1

For just regular use in my PHP code, that is. Not like I'm going to pass it to my queries or anything.

Hamster
  • 2,752
  • 6
  • 25
  • 37
  • 1
    Define "regular use"? Can you show some examples? – Pekka Dec 29 '10 at 23:11
  • Sanitization eases the mind and can mitigate unexpected edge cases in the processing logic. But only escaping at the right places brings security.

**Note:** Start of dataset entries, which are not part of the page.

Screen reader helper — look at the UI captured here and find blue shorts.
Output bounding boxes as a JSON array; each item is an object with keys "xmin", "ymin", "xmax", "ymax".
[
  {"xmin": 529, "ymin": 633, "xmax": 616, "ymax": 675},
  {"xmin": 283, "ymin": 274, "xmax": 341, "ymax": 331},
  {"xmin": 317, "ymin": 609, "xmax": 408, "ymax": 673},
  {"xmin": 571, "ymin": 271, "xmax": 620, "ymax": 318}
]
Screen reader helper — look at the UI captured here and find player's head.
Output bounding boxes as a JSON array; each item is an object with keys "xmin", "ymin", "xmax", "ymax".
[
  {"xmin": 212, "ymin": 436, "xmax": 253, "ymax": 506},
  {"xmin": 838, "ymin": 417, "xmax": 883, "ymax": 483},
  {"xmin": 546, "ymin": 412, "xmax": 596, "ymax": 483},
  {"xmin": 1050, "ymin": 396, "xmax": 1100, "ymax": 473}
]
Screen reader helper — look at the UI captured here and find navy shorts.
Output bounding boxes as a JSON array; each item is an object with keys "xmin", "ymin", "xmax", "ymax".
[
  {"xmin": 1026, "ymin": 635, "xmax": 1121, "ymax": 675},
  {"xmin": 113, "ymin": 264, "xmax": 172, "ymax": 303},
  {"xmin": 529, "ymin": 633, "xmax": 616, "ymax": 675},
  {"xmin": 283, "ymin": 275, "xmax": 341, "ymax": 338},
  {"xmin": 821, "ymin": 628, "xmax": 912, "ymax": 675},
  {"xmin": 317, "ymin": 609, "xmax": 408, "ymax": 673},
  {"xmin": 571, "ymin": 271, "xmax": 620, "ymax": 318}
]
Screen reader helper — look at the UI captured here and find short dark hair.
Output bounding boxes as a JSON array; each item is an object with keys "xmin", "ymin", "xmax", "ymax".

Also every variable needs specific [filtering](http://sourceforge.net/p/php7framework/wiki/input/), but you cannot possibly sanitize everything. – mario Dec 29 '10 at 23:18
  • Well I think the closest thing to a danger would be checking if files exist by the given name within a directory list... – Hamster Dec 30 '10 at 01:45

5 Answers5

7
  • If you pass them to SQL queries, you get an SQL injection
  • If you use them to form file names, you get an arbitrary file reading vulnerability
  • If you output them as-is to the user as a part of HTML page, you get an XSS vulnerability
  • If you output them to a file, you may get a malformed file if it has some predetermined formatting
  • If you're just comparing the value with a set of predefined values, you're fine.
  • If you're converting it to a number, you're fine as long as any number works for you
zeuxcg
  • 8,888
  • 1
  • 23
  • 33
2

This can really be answered only by stepping through your code, and looking exactly what it does. There could be pitfalls in your code (like a badly built switch statement) that could require sanitation.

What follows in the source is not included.